--Jbe 16:47, 30 June 2007 (CEST)
How LinuxBIOS starts after Reset
Whenever an x86 CPU wakes up after reset, it does it in Real Mode. This mode is limited to 1MiB address space and 64k offsets and the reset vector of the original 8086/88 was located at 0xFFFF0.
As there was no change even if we run current processors like P3, these newer CPUs also feels like they where start at 0xF0000:0xFFF0 after a reset. But they do not. The base of the code segment register is 0xFFFF0000 after reset, so the CPU generates a physical address of 0xFFFFFFF0 to the chipset. And the chipset is responsible to forward this area to the boot ROM. Its confusing: The CPU "thinks" it runs code at 0xF000:0xFFF0 but instead it uses code at 0xFFFFFFF0. The developers must be tanked up when they realised this design into silicon.

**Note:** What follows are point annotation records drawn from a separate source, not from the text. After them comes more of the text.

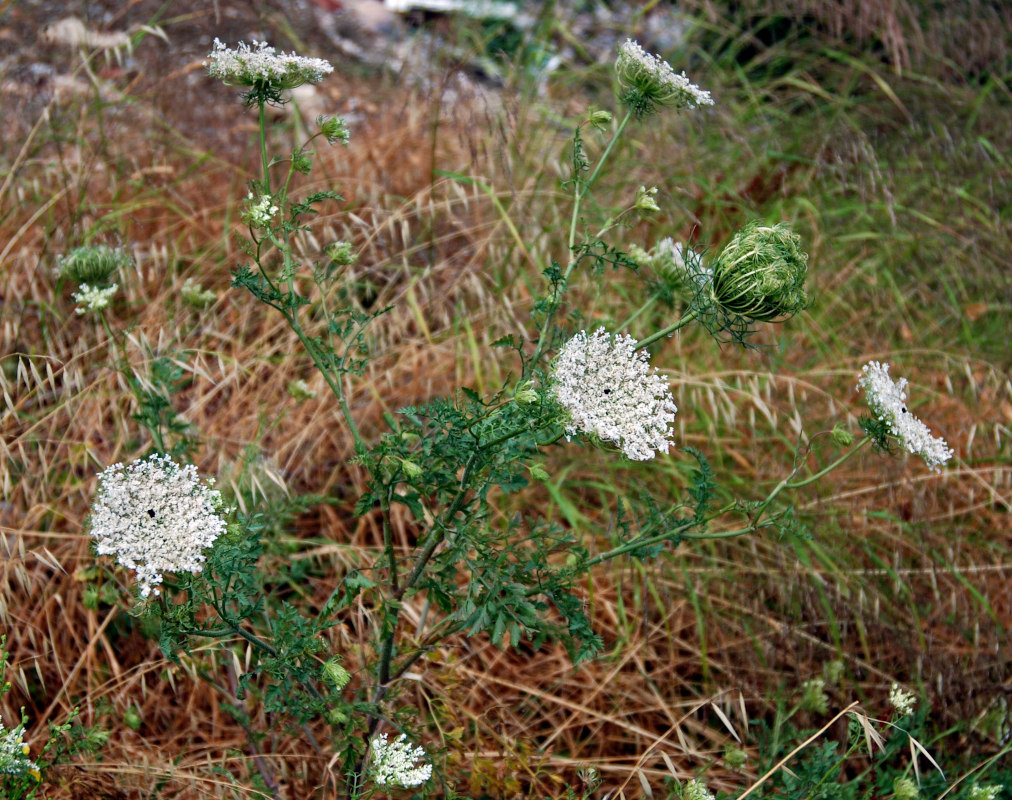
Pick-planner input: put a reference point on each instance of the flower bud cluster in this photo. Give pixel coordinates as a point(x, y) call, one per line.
point(394, 763)
point(156, 517)
point(93, 264)
point(14, 752)
point(610, 391)
point(888, 401)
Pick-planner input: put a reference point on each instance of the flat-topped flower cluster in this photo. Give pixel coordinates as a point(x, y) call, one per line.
point(263, 66)
point(610, 390)
point(156, 517)
point(888, 401)
point(394, 763)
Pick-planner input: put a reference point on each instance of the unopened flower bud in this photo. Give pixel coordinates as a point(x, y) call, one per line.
point(760, 273)
point(598, 117)
point(334, 129)
point(335, 673)
point(645, 202)
point(93, 264)
point(341, 254)
point(132, 718)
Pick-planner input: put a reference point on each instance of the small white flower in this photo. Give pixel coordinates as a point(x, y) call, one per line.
point(262, 65)
point(93, 298)
point(394, 763)
point(610, 390)
point(14, 752)
point(156, 517)
point(696, 790)
point(653, 82)
point(888, 402)
point(259, 212)
point(902, 700)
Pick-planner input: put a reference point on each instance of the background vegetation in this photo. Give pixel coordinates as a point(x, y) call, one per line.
point(881, 132)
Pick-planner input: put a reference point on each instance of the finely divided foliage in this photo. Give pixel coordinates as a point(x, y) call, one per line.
point(156, 517)
point(263, 65)
point(888, 401)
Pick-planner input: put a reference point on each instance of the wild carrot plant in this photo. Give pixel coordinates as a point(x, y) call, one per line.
point(446, 462)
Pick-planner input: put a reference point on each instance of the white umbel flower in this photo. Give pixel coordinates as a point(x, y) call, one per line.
point(156, 517)
point(14, 752)
point(610, 390)
point(258, 213)
point(888, 401)
point(262, 65)
point(902, 700)
point(650, 81)
point(92, 299)
point(394, 763)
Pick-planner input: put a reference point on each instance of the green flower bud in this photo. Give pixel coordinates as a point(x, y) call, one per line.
point(905, 789)
point(598, 117)
point(335, 674)
point(842, 436)
point(645, 202)
point(760, 273)
point(814, 696)
point(735, 758)
point(334, 129)
point(525, 393)
point(411, 469)
point(301, 390)
point(93, 264)
point(132, 718)
point(89, 597)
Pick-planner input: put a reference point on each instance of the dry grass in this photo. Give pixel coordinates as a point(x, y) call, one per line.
point(906, 579)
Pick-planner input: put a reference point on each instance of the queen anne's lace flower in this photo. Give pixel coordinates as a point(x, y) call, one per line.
point(263, 66)
point(14, 752)
point(649, 81)
point(902, 700)
point(93, 298)
point(259, 212)
point(394, 763)
point(888, 402)
point(156, 517)
point(610, 390)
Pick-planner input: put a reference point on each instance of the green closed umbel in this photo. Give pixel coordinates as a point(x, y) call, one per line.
point(760, 273)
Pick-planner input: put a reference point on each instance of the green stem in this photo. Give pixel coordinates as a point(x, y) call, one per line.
point(646, 306)
point(682, 322)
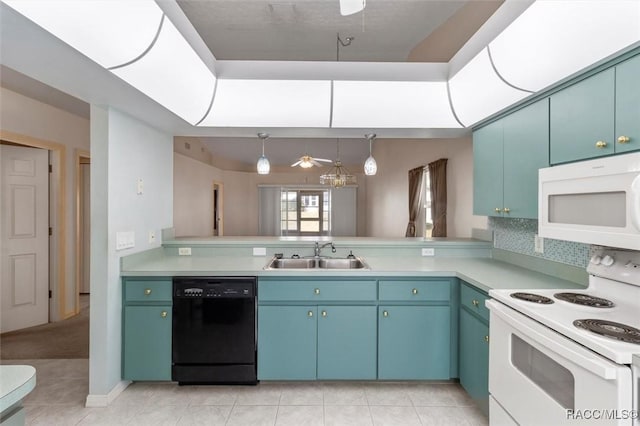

On some chipsets there is an additional pitfall: The so called A20 gate. It was introduced to support full compatibility for the 80286 CPU with their predecessor 8086. When the old CPU accesses space "behind" the 0xFFFFF (=1MiB) limit, they wrap around to 0x00000. On 80286 and newer processors accesses above 0xFFFFF natively do not wrap around. The external A20 gate forces this wrap also on newer CPUs. On older CPUs its open after reset, so the CPU cannot generate addresses with A20 set.
Next pitfall on some chipsets is, if they are able to forward two address spaces to the boot ROM: 0xFFFFF0000 and 0xF0000. If not and the opcode at the reset vector does something like "jmp 0xF0000:xxxx" this crashes the machine immediately, as this will force the baseaddress of the code segment register to 0. After this, the CPU really outputs address with 0xFxxxx to the chipset. And if the chipset cannot handle the forwarding of two address spaces, the boot ROM cannot be accessed anymore. You are lost.
How to escape from these restrictions?
First of all, we must ensure not to touch the baseaddress of the code segment register. This will keep us in the 0xFFFF0000 address space. We can ensure this by using branches only instead of jumps. So the opcode at the reset vector must be nothing else than a branch command! The next step depends on the used chipset. Does it open the gate A20 after reset? If yes, we must close it prior switching to Linear Flat Mode.
- loading a Global Descriptor Table
- activating the pm bit in the CCR0 register
- reloading of the code segment register (with a far jump)
This only requires a small amount of code. So we can shrink the pain of the real mode to only a very small part of our whole program.
Everything becomes easy when we are reaching the Linear Flat Mode. No more hardware pain, no more toolchain pain. Why Linear Flat Mode and not Protected Mode? Most people call this operation mode Protected Mode, when they switch the CPU to its native 32bit operation mode in this way. But it's only a Linear Flat Mode, as there is no protection at all. Its more like a 32 bit real mode. There is no address translation, no paging and no protection
The Linear Flat Mode
When all segment registers uses the same baseaddress and limits, it is called the Linear Flat Mode. Advantages:
- no limits in the 4GiB address space
- everything is allowed
- no access restrictions to RAM and I/O
- clear and easy to understand source code, no "tricks" required to access space above 1MiB
- no protection if someone is working with a NULL or invalid pointer
- no protection if any accessed address is invalid
- as everything is allowed, everything could work against you
- no protection of stack overflow
There is still one pain after entering the Linear Falt Mode: The lack of system RAM. This issue will be addressed by the Cache As RAM solution. See below.
The Toolchain Pain and how to solve it
It seems modern toolchains handle the Real Mode opcode generation in a correct manner. But they do not really support Real Mode sections across all parts of the toolchain. The flaw is the linker: You can't link Real Mode sections (means 16 bit), if they contain unresolved symbols (the direction doesn't matter).
But you can link every Real Mode section if it does not contain any unresolved symbols! So to solve the toolchain pain we only must avoid unresolved symbols in our Real Mode sections! As we control their content this is a way to go.
To avoid unresolved symbols we must use fixed addresses in our commands that refer external symbols when we use it in a common way. To ensure that fixed addresses are working correctly at runtime, this forces a special layout in our ROM image.
All we need are four fixed addresses, and the correct code at these points:
- reset vector
- the program code to load the GDT and switch to Linear Flat Mode
- the Global Descriptor Table for Linear Flat Mode
- the program code entered in Linear Flat Mode
The first two of this list are realmode sections we need special handling for, the last two are allready 32 bit section, we can link and use as expected.